Designing Effective Carbon Border Adjustment with Minimal Information Requirements. Theory and Empirics
High carbon prices in the EU might drive emission-intensive industrial processes towards countries with relatively lower carbon prices. To prevent such carbon leakage, the EU’s Carbon Border Adjustment Mechanism (CBAM) taxes emissions embedded in imports for the difference between carbon prices in the EU and the origin country. Because embedded emissions are very difficult to measure, CBAM applies to only five industries and accepts benchmarks instead of actual embedded emissions. These simplifications make CBAM tractable but compromise its effect on carbon leakage. We propose an alternative policy that requires no knowledge of embedded emissions and can be applied to all tradable sectors: the Leakage Border Adjustment Mechanism (LBAM). LBAM implements import tariffs (and, possibly, export subsidies) that sterilize the changes in imports (and exports) induced by a higher EU carbon price. LBAM requires information only about domestic output-to-emissions elasticities as well as elasticities of import demand and export supply, which we estimate using publicly available data. We calibrate a granular structural trade model with 57 countries and 131 sectors to quantify the welfare and emission impacts of LBAM. We find that LBAM improves over CBAM in terms of global emissions and EU welfare. We assess how `climate clubs’ of countries that adopt common carbon prices and border adjustments mechanisms perform on these outcomes.

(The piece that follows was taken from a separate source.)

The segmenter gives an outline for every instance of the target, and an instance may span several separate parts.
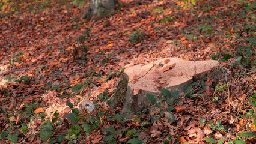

Professor Ulrich J. Wagner's research interests are in environmental economics, industrial organization and public economics. He has published his work in leading peer-reviewed academic journals, including the American Economic Review, the Review of Economic Studies, the Journal of Public Economics, and the Journal of Environmental Economics and Management.
Ulrich Wagner is an editorial board member of the Journal of Environmental Economics and Management. He has served as co-editor of the Journal of the Association of Environmental and Resource Economists and of Economics: the E-Journal. In 2015 he was awarded the 2015 Erik Kempe Award in Environmental and Resource Economics. His research projects are funded by the European Research Council and the German Science Foundation, among others.
He received his doctoral degree in 2006 from Yale University and subsequently worked as a postdoctoral research fellow at the Earth Institute at Columbia University. Before joining the University of Mannheim in 2015, he worked as an Associate Professor of Economics at Universidad Carlos III in Madrid.
The Environmental Social Sciences Seminar Series serves to build and enhance the research community in Environmental Behavioral Science (EBS) and Global Environmental Policy (GEP) at the Stanford Doerr School of Sustainability.